On Uniting The Clans, Again
I read more articles about the Unite The Clans movement. This is something I find natural in principle and, actually, would seem unquestionable in a logical perspective.
You have noticed that this blog is very hesitant in engaging in personal battles with other Catholic blogs.
For example (and it is just the most egregious), years ago a blogger attacked me openly on his own blog. I took note of those who commented approvingly of his blog post and banned them from mine, both themselves as commenters and all blog posts written by them on their blogs. I also proceeded to permanently exclude said blogs from mine, refusing to link to it when links appeared in comments. I wrote a post about the event, but did not name names.
My good opinion, once lost, is lost forever. However, I did not engage in any crusade, not wanting to give our enemies the satisfaction of seeing Catholics attack each other in public.
Besides, I remember the two guys who, after having smeared me with their comment on that other blog, then proceeded to write an approving comment on a blog post of mine, on the same day, before noticing they had both been banned. This stupid and hypocritical behaviour is, in fact, a part of the problem, as there seems to be people who actually like to feed controversy, provided they can see their nickname in print, or can promote their own blog. The infighting is, in fact, not only a problem of angry bloggers. It is also a problem of eager cheerleaders.
I try to do the same with the squabbles I see on the Internet. When a fake Catholic publication attacked a true Catholic one, I have openly defended the true one, because in this case I do not consider the fake publication a part of the Catholic world. If two good Catholics offend each other, I tend to simply stay out of it.
Some controversies I simply do not recognise as such. I refuse to think that the FSSP priests want the SSPX dead, or are its enemies in any way, shape or form. I am firmly on the side of the SSPX, but I would consider myself blessed if I had a V II traditionalist institute near me. I am persuaded that most SSPX priests think highly of the FSSP ones, and vice versa. I am also persuaded that every good priest of any such organisation would, at least in private, suggest to me that I attend Mass by the other rather than going to the happy-clappy V II one.

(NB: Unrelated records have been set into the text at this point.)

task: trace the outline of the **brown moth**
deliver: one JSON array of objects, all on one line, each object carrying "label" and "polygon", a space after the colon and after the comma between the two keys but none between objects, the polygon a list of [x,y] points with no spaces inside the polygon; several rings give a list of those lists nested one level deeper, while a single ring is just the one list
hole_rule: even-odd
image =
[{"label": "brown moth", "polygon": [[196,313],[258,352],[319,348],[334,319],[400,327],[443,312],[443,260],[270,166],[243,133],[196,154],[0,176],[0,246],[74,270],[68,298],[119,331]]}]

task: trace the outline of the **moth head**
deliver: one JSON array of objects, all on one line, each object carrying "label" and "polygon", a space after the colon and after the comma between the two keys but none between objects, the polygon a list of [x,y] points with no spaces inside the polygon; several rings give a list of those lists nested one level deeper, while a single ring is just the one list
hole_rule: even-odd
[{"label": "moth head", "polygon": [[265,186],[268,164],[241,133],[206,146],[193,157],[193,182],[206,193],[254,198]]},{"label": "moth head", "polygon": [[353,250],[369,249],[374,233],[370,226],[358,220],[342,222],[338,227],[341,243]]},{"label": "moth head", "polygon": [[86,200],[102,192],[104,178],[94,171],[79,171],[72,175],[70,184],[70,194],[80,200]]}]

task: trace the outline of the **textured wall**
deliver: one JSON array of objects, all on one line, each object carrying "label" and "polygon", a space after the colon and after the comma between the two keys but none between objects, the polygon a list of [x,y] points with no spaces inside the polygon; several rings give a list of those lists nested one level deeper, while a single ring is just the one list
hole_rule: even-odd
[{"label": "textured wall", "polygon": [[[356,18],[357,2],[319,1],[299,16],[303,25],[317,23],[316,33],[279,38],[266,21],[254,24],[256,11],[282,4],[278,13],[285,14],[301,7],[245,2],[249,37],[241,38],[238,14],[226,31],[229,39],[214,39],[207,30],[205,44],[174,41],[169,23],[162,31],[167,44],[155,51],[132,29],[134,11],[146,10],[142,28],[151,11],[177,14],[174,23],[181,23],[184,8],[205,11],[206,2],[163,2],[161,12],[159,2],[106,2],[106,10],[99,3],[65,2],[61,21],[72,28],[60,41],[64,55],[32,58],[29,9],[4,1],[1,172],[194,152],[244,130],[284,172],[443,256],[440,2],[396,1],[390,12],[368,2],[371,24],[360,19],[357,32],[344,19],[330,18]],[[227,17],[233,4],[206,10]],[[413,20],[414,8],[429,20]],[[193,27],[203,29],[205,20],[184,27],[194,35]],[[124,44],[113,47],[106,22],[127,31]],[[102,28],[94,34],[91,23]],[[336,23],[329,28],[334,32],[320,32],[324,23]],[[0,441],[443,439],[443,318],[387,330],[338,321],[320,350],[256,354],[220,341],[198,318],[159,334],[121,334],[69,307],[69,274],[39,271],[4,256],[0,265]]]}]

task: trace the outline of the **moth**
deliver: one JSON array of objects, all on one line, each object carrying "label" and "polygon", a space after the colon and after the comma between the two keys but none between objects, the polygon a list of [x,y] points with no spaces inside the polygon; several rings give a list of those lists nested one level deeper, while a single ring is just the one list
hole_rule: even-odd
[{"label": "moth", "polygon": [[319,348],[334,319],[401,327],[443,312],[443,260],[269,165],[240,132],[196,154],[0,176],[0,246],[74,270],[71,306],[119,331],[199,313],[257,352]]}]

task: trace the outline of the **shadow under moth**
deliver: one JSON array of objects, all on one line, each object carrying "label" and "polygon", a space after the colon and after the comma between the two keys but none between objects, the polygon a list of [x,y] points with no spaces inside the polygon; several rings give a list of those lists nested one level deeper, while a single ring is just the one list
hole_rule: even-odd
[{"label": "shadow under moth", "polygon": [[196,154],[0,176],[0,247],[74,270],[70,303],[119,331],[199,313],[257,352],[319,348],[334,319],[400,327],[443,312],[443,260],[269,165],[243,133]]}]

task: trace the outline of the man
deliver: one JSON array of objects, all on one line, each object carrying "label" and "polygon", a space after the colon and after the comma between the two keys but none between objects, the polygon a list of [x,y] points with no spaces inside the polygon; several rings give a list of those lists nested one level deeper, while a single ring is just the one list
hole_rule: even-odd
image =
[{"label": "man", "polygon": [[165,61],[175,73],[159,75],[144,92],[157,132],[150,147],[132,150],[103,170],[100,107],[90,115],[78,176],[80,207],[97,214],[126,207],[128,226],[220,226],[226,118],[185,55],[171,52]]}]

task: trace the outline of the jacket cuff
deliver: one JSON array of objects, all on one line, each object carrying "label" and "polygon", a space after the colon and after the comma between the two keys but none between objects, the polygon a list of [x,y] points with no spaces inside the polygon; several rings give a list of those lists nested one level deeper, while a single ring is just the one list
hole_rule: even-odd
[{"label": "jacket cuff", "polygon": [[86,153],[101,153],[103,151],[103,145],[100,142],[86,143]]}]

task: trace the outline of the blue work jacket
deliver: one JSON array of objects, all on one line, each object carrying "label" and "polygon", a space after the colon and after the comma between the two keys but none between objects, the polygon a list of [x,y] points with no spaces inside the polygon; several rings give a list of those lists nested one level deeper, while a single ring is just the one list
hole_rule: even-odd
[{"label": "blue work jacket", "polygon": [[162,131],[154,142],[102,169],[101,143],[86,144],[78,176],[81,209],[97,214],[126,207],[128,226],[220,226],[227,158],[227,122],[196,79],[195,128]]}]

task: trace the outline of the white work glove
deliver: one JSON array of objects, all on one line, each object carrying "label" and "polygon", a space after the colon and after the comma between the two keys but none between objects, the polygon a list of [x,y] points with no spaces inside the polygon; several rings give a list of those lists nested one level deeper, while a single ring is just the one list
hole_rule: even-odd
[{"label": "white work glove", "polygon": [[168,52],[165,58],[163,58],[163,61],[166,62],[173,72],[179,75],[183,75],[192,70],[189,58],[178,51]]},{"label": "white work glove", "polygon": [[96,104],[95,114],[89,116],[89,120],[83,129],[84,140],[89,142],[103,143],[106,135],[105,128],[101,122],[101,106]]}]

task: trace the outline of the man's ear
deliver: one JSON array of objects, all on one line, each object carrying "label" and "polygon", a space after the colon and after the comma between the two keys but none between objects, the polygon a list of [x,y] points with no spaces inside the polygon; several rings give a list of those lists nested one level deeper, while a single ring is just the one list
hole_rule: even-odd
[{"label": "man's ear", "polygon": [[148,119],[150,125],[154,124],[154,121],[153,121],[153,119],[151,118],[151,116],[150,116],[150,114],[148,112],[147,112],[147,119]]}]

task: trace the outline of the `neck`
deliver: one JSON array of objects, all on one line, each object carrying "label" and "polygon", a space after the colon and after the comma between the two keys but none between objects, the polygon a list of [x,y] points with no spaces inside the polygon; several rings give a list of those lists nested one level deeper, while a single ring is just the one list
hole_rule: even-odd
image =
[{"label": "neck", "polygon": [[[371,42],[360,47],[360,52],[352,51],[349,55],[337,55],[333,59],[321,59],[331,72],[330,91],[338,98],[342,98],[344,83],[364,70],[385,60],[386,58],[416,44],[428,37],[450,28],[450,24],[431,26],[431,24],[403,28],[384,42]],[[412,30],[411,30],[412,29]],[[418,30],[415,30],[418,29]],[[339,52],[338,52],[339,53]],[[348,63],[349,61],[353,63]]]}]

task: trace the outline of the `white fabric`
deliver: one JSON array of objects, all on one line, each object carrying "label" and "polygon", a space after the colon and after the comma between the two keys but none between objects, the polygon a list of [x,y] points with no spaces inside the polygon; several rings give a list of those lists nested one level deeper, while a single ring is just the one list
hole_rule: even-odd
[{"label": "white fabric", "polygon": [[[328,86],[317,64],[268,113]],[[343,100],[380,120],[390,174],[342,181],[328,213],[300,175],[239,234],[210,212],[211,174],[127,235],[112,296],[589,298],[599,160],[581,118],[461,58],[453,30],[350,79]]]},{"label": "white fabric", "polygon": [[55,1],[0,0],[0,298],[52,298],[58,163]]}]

I am, also, persuaded that most Traditionalists, and every soundly thinking Catholics, understand that Francis, not the SSPX or the FSSP, is the problem.
Uniting the Clan cannot be a centralised movement, by which someone with a prestigious blog indicates the movement’s direction and all others follow his instructions. It does not work this way, because blogging is a different exercise. I, like everybody else, would not allow anyone to tell me what I want to write about, in which terms, and with which tones.
But what can – and, I think, should – be done is a reflection on the effect that internal disagreements – I mean by this disagreements among bona fide Catholics – have on those who have started to timidly follow the movement and are there, fascinated, learning little by little, slowly understanding the wonderful world of true Catholicism (I was, once, one of them; and my ignorance was utterly appalling, besides being clearly culpable).
They should, ideally, see that whilst we have disagreement like everybody else, we try to deal with the disagreement among ourselves in a different manner. Not condoning, and neither being a doormats nor a sanctimonious bitch. But simply sending a clear message that this controversy is dealt differently because we do things differently.
I think this would be enough, because we are all humans and we are all angry – and rightly so – when our integrity is questioned.